It would have been a nice walking field trip. Bear can handle walking with a group of kids, though he pulls on the leash in the beginning with kids running around. He settles in pretty quick.
I thought the walk to school would take the edge off, settling him down. Though he is able to sleep through nearly the entire day, I learned Bear has been saving his energy. We left before eight, and returned at noon, a time that normally would be filled with a three and a half hour nap, which you could actually say about any four-hour chunk of the day for Bear. Whether from the children surrounding us, or from the destination, Bear was on high alert the entire trip.
Waiting outside the class to depart, each kid greeted Bear as they took turns going to the bathroom. Bear was settling into nice walking with the class soon after we left. However, as we neared the park he began tugging on the leash. Though I would have normally been correcting him by changing direction, crossing the street a few times, and going through some other obedience commands, I refrained since we were on a field trip. I had to make due with smaller corrections and letting him roam more in the “party” right hand walk.
To be fair to Bear, we were going to the park that he identifies with being off-leash, playing with whoever is present. We first had to walk through the park that I let him run off-leash. Then we descended to the dog-park by the river, which was the destination of the trip. Because the Sellwood Bridge is falling down, they are finally beginning to replace it, including making a detour bridge. This trip included three interactive stations around the dog park. Students learned how the old bridge was going to slide over to make the detour bridge; Engineers explained about the layers of the soil and having to drill down to rock; and they learned about challenges of directing traffic around work zones.
I began to feel a bit like the dungeon master, drinking a hot coffee on a couch while the prisoners shivered on the cold hard stone, restricting Bear to the group of non-fun, non-four-legged, non-furry animals. As much for Bear’s sake as for mine, we departed from the presentations and demonstrations to wreak havoc with some dogs.

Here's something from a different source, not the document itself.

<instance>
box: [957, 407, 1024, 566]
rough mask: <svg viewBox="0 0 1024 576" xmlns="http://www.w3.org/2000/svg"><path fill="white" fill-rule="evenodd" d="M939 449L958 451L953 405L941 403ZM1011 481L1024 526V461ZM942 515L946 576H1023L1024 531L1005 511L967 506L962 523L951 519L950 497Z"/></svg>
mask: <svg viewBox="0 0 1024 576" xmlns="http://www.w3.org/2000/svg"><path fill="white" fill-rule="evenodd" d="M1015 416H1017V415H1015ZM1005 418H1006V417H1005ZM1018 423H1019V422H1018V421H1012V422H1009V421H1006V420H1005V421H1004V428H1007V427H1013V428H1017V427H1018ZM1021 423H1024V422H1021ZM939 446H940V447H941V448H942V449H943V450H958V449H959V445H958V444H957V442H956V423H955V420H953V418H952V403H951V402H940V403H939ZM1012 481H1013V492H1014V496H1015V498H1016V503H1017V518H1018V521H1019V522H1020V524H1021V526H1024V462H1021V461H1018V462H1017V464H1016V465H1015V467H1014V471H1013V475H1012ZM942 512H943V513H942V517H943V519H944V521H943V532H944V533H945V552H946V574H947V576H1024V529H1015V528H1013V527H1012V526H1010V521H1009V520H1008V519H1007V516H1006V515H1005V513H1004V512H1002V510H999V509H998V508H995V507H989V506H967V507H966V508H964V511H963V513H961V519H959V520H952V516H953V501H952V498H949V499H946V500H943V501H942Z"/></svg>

First in the grassy part and later on the beach, Bear ran free, demonstrating so well how he can ignore me when I call him to return. He is so adept at this. He actually stops, looks at me, scans the field for something better than the treat he knows I’m holding in my hand, and sprints to the muddy spaniel retrieving a soggy tennis ball.
Even after gathering Bear back on the leash, I allowed him back off at the beach. Students learned about landslides with sandpaper, bricks, plywood, and a protractor. Bear stared out at the river, occasionally whining at the dogs running free. I felt the students were in good hands with the other four chaperones, so Bear and I went absent again.
Though there were three people with diabetes on the trip (teacher and two students), Bear did not signal any lows other than the scent samples I pulled out of my pocket occasionally.
What I learned:
- Bear has some work on behaving on the leash.
- People quickly get used to having a dog with them.
- There is always one or two dogs that begin to get aggressive with Bear and wonder if it is because he is “intact” still.
- Bear doesn’t have to sleep seven out of every eight hours.